Scorsese continues; “So Leo’s character, who’s doomed from the beginning and who’s completely trapped in Jack’s world, sits down and Jack starts sniffing, saying, ‘I smell a rat.’ I can’t imagine what Leo must be feeling at this point as an actor, as the scene’s starting to go in this unexpected direction, not the way it was written. And the door to the room is locked.
Scorsese says that Nicholson’s unpredictability made the scene; “If you look at the scene again, you see on Leo’s face that he wasn’t really aware of what was going to happen. His character is a subordinate, he can’t say anything, he can’t speak up. And Leo the actor is being kept off guard by Jack’s rearranging of dialogue in the scene, and then Jack pulls out a gun and he has no idea what’s going to happen and I don’t either—is Jack going to fire it next to his ear, shoot at the ceiling, what?”

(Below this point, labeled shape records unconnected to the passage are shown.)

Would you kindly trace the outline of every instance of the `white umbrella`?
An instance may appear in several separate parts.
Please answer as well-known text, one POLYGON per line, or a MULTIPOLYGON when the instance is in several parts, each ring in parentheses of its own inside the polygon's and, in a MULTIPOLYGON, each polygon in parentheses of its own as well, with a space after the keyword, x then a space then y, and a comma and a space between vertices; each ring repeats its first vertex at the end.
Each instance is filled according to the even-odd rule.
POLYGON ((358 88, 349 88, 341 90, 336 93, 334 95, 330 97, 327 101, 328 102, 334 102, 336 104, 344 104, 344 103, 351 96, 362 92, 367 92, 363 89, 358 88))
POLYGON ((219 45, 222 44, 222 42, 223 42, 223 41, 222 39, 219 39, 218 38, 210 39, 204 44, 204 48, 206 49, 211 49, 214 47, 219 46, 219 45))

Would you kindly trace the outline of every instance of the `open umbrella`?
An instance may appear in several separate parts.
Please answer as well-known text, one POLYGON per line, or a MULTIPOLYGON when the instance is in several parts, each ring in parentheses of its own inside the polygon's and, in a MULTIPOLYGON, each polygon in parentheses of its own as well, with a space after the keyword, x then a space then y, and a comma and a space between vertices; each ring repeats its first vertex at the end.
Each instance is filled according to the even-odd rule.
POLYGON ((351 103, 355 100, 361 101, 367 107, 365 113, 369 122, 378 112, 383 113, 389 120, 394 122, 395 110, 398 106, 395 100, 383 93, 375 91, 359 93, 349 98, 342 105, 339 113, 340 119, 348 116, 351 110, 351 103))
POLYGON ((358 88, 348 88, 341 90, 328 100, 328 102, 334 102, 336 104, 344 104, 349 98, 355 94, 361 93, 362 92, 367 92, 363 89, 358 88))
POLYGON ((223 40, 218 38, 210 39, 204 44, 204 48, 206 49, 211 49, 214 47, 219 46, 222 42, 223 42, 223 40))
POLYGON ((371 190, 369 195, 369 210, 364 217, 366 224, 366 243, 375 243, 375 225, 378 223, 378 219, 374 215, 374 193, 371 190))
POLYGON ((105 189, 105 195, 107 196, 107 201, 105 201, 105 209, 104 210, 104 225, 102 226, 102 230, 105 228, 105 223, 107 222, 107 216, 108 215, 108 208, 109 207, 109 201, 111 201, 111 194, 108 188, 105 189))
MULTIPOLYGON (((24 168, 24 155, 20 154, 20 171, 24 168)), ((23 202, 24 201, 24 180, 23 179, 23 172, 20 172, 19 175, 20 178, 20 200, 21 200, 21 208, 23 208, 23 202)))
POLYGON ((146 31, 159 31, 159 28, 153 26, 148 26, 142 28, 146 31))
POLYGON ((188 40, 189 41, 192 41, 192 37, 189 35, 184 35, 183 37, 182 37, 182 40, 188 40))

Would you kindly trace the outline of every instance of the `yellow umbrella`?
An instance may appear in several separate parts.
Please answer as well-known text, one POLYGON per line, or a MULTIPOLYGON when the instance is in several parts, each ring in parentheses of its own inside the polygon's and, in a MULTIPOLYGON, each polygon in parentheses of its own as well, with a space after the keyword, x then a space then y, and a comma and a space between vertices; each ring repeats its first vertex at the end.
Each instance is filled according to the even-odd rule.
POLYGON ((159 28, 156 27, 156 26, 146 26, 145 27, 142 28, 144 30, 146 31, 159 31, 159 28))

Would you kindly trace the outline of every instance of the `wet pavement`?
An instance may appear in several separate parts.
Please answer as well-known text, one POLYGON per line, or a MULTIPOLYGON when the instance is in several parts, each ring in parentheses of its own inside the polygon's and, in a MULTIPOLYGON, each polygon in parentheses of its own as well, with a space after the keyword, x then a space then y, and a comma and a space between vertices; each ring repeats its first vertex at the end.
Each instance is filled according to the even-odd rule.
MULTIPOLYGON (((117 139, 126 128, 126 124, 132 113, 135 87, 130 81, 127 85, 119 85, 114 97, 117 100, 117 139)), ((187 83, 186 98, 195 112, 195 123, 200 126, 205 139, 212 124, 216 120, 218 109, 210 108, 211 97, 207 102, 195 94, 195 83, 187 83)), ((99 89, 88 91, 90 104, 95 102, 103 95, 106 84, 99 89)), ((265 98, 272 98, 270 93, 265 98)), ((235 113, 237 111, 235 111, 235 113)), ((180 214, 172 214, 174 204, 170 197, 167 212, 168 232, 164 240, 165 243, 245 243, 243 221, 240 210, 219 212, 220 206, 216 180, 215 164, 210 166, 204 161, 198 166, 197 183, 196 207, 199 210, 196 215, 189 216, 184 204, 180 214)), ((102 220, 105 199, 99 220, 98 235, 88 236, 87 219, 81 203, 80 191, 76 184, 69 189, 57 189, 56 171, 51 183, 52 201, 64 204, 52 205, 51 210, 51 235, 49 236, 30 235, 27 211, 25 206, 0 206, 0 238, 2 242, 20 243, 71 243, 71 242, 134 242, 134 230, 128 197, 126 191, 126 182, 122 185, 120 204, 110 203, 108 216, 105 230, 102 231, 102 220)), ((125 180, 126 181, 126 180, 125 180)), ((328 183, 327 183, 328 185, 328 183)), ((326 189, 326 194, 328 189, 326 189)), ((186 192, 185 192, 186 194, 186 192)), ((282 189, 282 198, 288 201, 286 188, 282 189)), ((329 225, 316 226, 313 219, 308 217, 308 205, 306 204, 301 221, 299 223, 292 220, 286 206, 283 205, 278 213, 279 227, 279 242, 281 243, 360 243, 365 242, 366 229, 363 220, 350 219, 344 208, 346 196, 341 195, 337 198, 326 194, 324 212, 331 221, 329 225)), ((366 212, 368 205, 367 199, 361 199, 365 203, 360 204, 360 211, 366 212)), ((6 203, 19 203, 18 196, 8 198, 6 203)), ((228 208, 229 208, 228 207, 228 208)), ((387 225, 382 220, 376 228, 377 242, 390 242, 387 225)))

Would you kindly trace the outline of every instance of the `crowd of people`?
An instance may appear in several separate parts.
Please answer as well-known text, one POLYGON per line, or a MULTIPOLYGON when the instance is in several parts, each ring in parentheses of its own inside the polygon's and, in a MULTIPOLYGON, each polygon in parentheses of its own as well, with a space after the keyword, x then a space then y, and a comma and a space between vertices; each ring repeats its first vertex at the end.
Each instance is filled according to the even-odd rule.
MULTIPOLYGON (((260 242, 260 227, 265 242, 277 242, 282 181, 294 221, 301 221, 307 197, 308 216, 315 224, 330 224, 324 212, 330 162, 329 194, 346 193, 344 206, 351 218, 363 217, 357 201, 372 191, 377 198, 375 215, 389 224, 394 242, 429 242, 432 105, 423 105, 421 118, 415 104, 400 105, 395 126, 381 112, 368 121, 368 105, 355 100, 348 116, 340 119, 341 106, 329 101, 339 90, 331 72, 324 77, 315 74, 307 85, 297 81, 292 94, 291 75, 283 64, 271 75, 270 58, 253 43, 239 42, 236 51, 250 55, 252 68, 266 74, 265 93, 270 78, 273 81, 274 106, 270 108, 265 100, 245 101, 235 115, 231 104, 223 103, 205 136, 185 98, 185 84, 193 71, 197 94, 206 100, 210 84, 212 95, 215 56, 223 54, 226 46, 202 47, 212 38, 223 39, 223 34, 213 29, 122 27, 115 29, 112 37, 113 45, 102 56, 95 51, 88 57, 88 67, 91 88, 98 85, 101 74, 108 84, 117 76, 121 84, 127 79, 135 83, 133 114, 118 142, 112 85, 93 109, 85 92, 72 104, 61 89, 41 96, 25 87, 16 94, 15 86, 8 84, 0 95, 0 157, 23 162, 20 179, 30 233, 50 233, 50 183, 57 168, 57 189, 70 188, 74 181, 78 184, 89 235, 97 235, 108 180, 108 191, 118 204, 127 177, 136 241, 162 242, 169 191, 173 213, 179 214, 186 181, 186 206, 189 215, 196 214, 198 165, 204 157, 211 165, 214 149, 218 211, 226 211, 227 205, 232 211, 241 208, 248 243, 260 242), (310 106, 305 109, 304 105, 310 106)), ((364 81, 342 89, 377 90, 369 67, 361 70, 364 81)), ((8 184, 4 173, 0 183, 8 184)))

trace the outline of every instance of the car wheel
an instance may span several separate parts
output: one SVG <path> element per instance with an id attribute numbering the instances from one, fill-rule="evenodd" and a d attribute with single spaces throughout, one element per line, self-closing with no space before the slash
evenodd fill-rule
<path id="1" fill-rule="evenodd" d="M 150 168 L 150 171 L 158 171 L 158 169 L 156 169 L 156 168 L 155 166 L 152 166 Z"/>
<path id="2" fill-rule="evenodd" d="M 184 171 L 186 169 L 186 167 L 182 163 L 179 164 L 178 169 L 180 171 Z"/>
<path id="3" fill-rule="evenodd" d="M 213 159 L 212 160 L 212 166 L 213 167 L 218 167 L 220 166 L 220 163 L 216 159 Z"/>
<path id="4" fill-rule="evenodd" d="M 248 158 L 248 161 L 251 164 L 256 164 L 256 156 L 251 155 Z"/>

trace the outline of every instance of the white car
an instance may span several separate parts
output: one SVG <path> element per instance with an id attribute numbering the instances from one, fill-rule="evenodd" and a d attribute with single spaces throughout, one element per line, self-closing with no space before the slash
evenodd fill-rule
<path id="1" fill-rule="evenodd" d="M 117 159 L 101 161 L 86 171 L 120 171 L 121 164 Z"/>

Scorsese says that who Nicholson and DiCaprio really were at the time fed into the scene too; “So when you see Leo’s face in that scene, it’s very real. He doesn’t know what Jack’s going to do, he can’t leave the frame, he can’t run – he’s Leo DiCaprio (who was 32 at the time) and that’s Jack Nicholson and he’s got to sit there. [huge laugh]”
“So the scene is also about who Jack is in Hollywood, and what he represents in Hollywood history, and who Leo is, and you play with that: Let’s see if there’s a changing of the guard here; let’s see how Leo and Jack work it out together.”